While I have been notably skeptical about the various claims that robots and AI will destroy vast swathes of the jobs we know today, there is an understandable concern about the impact technology is likely to have on the labor market, and especially about how one can go about making our own job as disruption proof as possible.
Research from the University of Lausanne aimed to find out. The researchers pool together the literature on the capabilities of robotic technology with data on wages and employment to provide what they hope is a realistic picture of the jobs most at risk of being adequately performed by technology in the near future.
What is perhaps most interesting, however, is that they also examine how one might transition from a career that is at risk to one where the chances of automation are less severe (and indeed require the smallest amount of training to make the transition).
“There are several studies predicting how many jobs will be automated by robots, but they all focus on software robots, such as speech and image recognition, financial robo-advisers, chatbots, and so forth. Furthermore, those predictions wildly oscillate depending on how job requirements and software abilities are assessed,” the researchers explain. “Here, we consider not only artificial intelligence software, but also real intelligent robots that perform physical work and we developed a method for a systematic comparison of human and robotic abilities used in hundreds of jobs.”
The researchers created a new approach to mapping the various capabilities of robot technology onto jobs to examine the likelihood that any job might be automated. At the heart of this was the European Commission’s European H2020 Robotic Multi-Annual Roadmap (MAR), which is periodically assessed by robotics experts.
The MAR outlines a range of capabilities of robot technology today, and where the future might take the sector. These capabilities range from being able to manipulate or perceive objects to interacting with humans. Patents, research papers, and product descriptions were trawled through to try and ascertain the maturity level of the various robotic capabilities, with each scored according to the technology readiness level (TRL).
They then gauged human ability via the O*net database, which is a widely-used resource covering the American job market. The database classifies around 1,000 occupations and also breaks each down according to the skills and knowledge that are key to doing them well. This allowed the researchers to pair up human abilities from the O*net database with the robotic capabilities from the MAR database, and therefore then predict how likely it was that each job could be performed by a robot.
The result of the process was a ranking consisting of around 1,000 jobs in order of their likelihood of being automated. At the bottom end of the spectrum are roles, such as “physicist”, which have a low chance of being automated, with roles, such as “meat packer”, at the high risk end of the spectrum. Indeed, jobs in areas such as food processing and maintenance consistently featured at the high risk end of the ranking.

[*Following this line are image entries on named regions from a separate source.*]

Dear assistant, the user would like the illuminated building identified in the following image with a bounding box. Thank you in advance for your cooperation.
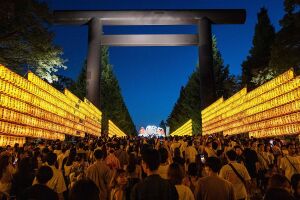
[108,120,127,137]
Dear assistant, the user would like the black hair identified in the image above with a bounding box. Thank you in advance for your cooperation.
[158,147,169,163]
[291,174,300,191]
[127,153,137,173]
[94,149,104,160]
[142,149,160,171]
[211,141,218,150]
[205,157,221,173]
[0,154,11,179]
[174,147,181,157]
[188,163,199,176]
[47,152,57,165]
[168,163,184,185]
[226,149,237,161]
[268,174,290,188]
[36,165,53,184]
[69,179,100,200]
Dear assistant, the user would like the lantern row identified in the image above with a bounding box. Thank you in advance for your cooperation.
[201,70,294,122]
[0,65,101,139]
[108,120,127,137]
[0,135,26,147]
[201,70,300,137]
[170,119,193,136]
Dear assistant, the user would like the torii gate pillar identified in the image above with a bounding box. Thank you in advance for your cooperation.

“The key challenge for society today is how to become resilient against automation” the researchers explain. “Our work provides detailed career advice for workers who face high risks of automation, which allows them to take on more secure jobs while re-using many of the skills acquired on the old job. Through this advice, governments can support society in becoming more resilient against automation.”
Perhaps the most interesting aspect of the research is the attempt by the researchers to identify alternative jobs that have both a lower likelihood of automation and also sufficient similarity with the original role to allow for an easier transition. The aim is to require as little training as possible to make the transition, and therefore make it a feasible one.
Put to the test
The method was tested on real-life data from the US workforce that allowed them to simulate thousands of different career moves that were based on the suggestions made by the algorithm. The researchers believe it clearly showed that the recommendations would allow people to move from high risk occupations to medium-risk occupations, all while needing relatively modest retraining efforts.
The researchers hope that their approach could be utilized by governments both to understand how at risk people are from automation and also to ensure that retraining policies are adequate both in terms of their level and their direction.
What’s more, they have also used the approach to underpin a tool that they believe accurately predicts the risk of automation, and possible career transitions, for hundreds of jobs that they have made available to the public.